Brazil has shown how popular resistance can galvanize support for policies and programs that enshrine the right to food and nutrition. To reduce acute hunger worldwide, it will be essential for countries and international organizations to push for systemic change based on human-rights principles.

EUGENE/BRASÍLIA/HEIDELBERG – When former Brazilian President Jair Bolsonaro came to power in January 2019, one of his first acts in office was to abolish the National Food and Nutrition Security Council (CONSEA), a globally lauded body that had significantly reduced food insecurity. It was a huge step back for the country, which the United Nations Food and Agriculture Organization (FAO) had removed from its “hunger map” in 2014.

People immediately mobilized to protest Bolsonaro’s decision, including by organizing impressive public meals held on the streets of many cities – a national banquetaço. Gathered around tables laden with healthy food, communities’ resistance simultaneously celebrated and reclaimed the right to adequate food and nutrition.
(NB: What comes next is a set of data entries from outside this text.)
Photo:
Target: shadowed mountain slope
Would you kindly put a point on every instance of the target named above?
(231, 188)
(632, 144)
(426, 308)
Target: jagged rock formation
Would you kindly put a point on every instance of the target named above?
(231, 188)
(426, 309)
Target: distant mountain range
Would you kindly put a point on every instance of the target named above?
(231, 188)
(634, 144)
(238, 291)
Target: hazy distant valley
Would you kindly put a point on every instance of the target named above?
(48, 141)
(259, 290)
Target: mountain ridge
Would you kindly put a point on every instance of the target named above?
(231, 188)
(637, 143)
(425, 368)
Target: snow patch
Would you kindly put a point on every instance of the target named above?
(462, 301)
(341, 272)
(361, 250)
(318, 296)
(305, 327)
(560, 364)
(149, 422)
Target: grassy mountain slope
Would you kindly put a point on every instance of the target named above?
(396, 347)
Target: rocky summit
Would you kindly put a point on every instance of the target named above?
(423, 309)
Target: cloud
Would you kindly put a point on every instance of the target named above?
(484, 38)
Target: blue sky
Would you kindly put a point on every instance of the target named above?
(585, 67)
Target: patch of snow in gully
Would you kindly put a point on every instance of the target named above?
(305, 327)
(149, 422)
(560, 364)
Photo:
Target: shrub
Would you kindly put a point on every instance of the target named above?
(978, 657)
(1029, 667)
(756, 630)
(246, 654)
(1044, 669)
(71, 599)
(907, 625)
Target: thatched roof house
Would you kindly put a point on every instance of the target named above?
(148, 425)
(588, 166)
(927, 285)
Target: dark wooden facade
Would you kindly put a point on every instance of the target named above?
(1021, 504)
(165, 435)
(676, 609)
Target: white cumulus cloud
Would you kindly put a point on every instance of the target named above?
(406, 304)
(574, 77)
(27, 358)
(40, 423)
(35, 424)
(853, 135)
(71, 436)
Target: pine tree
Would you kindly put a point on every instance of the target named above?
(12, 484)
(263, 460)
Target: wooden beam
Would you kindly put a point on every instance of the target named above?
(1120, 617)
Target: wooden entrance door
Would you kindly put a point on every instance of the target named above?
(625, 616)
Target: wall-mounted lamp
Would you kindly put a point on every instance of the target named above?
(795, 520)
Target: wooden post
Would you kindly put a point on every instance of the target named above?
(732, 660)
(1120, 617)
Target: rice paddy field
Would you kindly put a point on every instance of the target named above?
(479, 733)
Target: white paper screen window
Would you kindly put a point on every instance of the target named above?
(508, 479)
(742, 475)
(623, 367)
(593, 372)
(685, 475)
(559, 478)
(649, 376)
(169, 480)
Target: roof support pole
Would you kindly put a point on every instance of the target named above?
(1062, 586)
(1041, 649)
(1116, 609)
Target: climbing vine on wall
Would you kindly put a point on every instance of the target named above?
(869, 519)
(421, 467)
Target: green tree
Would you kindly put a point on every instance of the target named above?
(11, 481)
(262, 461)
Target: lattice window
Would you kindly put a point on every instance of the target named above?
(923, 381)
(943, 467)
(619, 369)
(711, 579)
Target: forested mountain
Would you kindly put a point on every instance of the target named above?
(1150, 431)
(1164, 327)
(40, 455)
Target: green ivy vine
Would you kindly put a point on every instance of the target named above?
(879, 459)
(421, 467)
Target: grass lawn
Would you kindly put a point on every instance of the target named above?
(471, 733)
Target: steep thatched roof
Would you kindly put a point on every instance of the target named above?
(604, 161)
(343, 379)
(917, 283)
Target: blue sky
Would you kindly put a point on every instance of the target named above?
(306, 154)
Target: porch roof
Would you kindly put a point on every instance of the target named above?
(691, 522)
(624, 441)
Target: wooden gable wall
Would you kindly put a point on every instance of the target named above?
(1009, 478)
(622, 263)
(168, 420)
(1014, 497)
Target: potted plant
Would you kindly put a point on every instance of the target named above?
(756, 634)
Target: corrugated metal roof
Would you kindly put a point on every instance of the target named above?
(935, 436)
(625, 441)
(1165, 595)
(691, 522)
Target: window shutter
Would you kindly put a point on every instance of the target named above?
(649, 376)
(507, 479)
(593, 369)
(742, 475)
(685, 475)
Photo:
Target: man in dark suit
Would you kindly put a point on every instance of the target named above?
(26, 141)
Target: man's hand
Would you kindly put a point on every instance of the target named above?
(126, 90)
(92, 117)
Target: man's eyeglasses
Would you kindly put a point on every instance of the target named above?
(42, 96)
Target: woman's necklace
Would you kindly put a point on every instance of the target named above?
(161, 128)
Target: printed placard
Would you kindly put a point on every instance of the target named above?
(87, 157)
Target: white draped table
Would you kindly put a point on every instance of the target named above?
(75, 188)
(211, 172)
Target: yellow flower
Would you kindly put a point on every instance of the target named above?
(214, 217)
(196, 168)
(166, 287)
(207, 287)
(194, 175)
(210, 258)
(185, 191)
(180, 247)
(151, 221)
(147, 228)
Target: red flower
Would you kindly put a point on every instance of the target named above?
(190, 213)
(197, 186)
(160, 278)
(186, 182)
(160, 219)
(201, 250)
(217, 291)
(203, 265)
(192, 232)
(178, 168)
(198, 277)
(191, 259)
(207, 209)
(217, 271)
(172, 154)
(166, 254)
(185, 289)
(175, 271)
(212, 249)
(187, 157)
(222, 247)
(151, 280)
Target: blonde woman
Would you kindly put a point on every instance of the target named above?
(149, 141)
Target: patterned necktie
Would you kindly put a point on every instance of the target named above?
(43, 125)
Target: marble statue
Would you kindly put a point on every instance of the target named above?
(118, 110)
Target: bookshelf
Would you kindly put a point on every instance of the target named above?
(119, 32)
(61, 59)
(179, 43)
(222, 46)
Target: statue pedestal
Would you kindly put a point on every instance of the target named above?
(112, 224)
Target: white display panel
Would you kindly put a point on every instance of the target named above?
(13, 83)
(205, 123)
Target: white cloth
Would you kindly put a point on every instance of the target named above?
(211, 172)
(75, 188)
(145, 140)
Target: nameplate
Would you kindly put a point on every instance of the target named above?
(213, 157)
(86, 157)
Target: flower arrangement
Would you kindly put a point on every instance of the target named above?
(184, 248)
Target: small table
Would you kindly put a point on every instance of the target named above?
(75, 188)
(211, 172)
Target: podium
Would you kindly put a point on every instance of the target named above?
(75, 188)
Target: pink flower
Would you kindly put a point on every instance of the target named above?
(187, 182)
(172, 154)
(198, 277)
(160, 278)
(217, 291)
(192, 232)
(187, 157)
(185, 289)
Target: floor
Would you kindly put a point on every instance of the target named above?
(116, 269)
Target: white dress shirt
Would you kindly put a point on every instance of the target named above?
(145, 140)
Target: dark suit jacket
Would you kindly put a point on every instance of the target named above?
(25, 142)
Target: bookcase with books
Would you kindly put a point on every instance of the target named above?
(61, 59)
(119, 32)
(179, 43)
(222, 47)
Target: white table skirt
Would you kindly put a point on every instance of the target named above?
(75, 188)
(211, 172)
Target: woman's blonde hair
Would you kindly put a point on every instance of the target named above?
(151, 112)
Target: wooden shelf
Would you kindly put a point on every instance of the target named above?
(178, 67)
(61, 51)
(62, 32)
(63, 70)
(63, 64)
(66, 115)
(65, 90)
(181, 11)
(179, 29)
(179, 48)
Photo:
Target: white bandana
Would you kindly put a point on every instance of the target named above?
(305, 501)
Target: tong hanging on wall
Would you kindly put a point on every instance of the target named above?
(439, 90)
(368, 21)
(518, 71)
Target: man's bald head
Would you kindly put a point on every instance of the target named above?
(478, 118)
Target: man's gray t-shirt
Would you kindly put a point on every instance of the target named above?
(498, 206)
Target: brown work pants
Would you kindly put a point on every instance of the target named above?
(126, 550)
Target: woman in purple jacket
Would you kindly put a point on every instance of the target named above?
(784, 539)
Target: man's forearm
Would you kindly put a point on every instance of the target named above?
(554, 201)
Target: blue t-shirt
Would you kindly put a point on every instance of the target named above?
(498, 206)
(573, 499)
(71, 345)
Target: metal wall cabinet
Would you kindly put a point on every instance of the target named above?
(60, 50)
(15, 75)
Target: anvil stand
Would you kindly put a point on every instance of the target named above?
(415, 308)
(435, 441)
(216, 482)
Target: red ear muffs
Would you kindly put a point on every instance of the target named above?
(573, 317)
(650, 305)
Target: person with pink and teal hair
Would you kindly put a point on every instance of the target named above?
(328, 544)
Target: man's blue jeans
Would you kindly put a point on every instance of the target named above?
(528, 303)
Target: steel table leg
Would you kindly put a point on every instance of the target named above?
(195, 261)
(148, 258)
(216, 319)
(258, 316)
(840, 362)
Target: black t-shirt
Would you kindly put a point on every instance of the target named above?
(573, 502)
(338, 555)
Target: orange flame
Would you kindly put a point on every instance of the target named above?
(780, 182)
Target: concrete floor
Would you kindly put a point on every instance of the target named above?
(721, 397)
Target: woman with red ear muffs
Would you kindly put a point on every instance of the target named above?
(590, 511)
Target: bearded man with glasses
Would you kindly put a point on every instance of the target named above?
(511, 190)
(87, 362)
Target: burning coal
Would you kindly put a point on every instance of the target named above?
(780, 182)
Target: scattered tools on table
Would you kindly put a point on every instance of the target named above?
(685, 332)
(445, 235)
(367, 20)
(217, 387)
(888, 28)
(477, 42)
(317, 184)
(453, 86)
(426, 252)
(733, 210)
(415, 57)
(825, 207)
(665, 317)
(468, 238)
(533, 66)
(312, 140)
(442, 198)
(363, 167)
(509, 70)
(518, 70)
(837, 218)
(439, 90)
Many also strengthened their political commitment, calling for a process of permanent mobilization over the four years of Bolsonaro’s rule through the People’s Conference on Food and Nutritional Sovereignty and Security, which meets every four years to monitor policies and develop proposals based on a thorough analysis at local and national levels. Immediately after Luiz Inácio Lula da Silva was sworn in as Brazil’s president in January, he reinstated CONSEA, which one of us (Recine) heads and which will meet the people’s conference later this year to hear proposals.